A plot of ground 1400 acres in area had been acquired about miles from the heart of the capital, and had been surveyed by engineers deputed by the Public Works Department. Plans have been made for erecting large, spacious, handsome structures to serve as administration buildings, lecture-halls, laboratories, hostels for residential students and quarters for Professors.  Syed Ali Raza and Zainuddin Hussain Khan were the engineers who were sent to Europe and America to inspect the university buildings in those countries and give a detail report. Mr. Ernest Jaspar of Belgium was appointed as Architect by the H.E.H.’s Govt for University building. He was recommended as the best for Sarcenic Architecture and had designed may Sarcenic buildings in Cairo. The cost estimated for the construction was Rs.10, 000,000, which the Government was prepared to spend to raise a unique University town, which attract students from all parts of the country.

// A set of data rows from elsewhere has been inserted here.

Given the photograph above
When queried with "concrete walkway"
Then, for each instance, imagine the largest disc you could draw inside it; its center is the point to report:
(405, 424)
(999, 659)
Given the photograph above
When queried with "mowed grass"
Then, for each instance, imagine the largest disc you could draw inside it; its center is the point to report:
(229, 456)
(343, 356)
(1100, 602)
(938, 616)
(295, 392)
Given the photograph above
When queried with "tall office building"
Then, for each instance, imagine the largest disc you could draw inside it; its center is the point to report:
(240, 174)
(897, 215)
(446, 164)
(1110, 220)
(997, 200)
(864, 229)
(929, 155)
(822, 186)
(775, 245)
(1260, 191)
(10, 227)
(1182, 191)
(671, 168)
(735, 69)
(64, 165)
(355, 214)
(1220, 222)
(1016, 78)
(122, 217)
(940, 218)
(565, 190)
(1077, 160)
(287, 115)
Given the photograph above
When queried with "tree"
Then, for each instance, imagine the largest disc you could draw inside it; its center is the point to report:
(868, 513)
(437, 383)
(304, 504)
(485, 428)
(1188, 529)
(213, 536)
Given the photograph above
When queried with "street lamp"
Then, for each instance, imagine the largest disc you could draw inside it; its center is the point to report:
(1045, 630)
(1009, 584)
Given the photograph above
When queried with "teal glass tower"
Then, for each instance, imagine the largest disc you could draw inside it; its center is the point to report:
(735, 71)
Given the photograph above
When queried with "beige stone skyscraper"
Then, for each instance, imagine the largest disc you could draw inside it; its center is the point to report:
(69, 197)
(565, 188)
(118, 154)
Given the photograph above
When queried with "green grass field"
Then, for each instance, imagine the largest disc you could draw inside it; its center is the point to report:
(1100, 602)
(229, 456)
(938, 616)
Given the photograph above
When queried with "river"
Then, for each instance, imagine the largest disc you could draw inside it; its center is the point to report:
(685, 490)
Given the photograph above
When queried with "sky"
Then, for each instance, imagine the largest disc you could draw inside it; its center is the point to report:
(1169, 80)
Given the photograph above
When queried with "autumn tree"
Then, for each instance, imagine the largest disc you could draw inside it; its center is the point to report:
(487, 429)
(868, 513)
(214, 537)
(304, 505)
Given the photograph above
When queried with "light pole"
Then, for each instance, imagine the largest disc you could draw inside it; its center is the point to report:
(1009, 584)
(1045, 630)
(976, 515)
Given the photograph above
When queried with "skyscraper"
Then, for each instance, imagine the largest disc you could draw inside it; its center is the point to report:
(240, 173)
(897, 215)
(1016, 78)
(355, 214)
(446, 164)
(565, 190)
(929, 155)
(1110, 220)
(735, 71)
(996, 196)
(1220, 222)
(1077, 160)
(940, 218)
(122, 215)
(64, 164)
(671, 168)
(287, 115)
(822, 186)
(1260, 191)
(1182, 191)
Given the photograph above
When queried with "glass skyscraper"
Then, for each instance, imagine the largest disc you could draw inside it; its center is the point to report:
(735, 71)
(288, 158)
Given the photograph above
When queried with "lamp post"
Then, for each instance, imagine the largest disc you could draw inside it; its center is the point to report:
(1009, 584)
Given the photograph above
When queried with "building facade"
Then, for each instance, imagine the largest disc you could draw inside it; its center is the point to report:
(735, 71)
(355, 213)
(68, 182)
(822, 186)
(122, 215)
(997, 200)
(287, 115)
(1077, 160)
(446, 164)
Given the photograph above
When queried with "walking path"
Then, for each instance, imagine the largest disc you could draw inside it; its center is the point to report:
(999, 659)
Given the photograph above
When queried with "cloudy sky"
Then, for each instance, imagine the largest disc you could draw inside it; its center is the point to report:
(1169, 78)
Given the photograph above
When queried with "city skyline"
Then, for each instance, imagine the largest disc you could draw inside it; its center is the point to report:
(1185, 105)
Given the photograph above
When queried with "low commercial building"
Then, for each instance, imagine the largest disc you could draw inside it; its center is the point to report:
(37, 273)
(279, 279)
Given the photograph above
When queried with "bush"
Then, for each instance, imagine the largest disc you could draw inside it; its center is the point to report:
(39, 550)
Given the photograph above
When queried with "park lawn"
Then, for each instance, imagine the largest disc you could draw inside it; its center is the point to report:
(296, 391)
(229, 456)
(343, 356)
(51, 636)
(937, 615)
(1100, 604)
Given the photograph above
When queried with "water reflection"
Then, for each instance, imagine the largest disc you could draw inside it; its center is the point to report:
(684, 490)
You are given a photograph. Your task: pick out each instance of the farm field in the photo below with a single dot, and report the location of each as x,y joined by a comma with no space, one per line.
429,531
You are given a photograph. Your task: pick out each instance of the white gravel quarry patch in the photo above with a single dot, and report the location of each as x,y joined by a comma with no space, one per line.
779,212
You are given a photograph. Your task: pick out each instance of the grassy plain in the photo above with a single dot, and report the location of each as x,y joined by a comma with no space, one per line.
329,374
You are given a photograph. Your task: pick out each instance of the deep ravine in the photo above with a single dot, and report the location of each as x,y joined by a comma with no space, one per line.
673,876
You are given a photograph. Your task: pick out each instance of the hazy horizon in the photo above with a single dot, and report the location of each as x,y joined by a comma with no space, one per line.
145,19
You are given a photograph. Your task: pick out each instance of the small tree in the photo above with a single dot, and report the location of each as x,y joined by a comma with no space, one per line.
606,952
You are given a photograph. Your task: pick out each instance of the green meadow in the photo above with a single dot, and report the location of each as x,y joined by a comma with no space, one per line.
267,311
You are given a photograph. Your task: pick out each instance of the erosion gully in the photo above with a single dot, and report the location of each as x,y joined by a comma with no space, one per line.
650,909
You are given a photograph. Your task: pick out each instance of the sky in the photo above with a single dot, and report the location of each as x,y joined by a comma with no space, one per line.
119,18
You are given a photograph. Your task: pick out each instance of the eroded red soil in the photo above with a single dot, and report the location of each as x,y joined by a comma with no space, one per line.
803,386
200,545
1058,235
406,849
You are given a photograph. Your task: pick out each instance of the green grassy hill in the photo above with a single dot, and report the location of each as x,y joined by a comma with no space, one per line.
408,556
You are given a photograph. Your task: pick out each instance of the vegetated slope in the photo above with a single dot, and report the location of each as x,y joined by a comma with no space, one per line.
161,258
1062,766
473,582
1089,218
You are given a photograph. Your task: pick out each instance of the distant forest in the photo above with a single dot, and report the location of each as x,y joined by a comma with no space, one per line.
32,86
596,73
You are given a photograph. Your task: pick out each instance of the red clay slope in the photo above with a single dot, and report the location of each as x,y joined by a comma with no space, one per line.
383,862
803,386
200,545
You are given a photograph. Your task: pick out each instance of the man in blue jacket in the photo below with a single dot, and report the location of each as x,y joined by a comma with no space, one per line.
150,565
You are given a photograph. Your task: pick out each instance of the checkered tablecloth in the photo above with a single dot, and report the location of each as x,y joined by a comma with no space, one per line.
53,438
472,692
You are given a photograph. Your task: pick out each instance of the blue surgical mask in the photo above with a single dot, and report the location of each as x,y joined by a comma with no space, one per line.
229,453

The magnificent building of Arts College building was completed in the year 1939. The first of the buildings of the University Town was inaugurated by H.E.H. The Nizam, who had laid its foundation stone. He said on the August occasion “I regard the Osmania University as marking a great achievement of my period of rule; and this building, which is beauty of design, magnificence and splendor, has not a rival in India, will be a glorious monument to it. Like Urdu, the Architecture of this building represents a blending of the Hindu and Muslim styles and the art and culture of both these races are reflected in the pillars, traceries and carvings on the doors and walls. Thus, this building symbolizes the close contacts and friendly relations subsisting for centuries between the various classes of my subjects, as a result of which the people of my State have always in the past lived in harmony with one another. I therefore deem it my duty, and an expression of my love for my people to maintain those relations between them. The Osmania University should not only be the repository of Hyderabad’s best traditions, a model of its high culture; it should also aim at broad mindedness and mutual toleration and unity among the students, for in that ideal lies the well-being and the prosperity of the State.”

Notable alumni of Osmania University include the 9th Prime Minister of India P.V. Narsimha Rao, Our honourable first Chief Minister of Telangana K.Chandra Shekhar Rao, 16th and last Chief Minister of United Andhra Pradesh and Telangana N.Kiran Kumar Reddy, Asaduddin Owaisi member of Parliament from Hyderabad, Keshav Rao Sonawane Co-operative minister of Maharashtra State, current CEO Adobe systems Shantanu Narayen and senior advocate Subodh Markandeya. Ravi V. Bellamkonda, a distinguished biomedical engineer, president of American Insititute for Meical and Biological Engineering, and dean of Pratt School of Engineering at Duke University. Mohammed AzharUddin former captain Indian cricket team, cricket commentator Harsha Bhogle , former Union Home Minister Shivraj  Patil, former Governor of the Reserve Bank of India Yaga Venugopal Reddy, Rakesh Sharma cosmonaut, and the first Indian to travel in space, metallurgist and former Vice-Chancellor of Banaras Hindu University Patcha Ramchandra Rao, and many more.

The University Library founded in the year 1918 along with the University is a knowledge hub with more than 500,000 books and journals and more than 6000 manuscripts.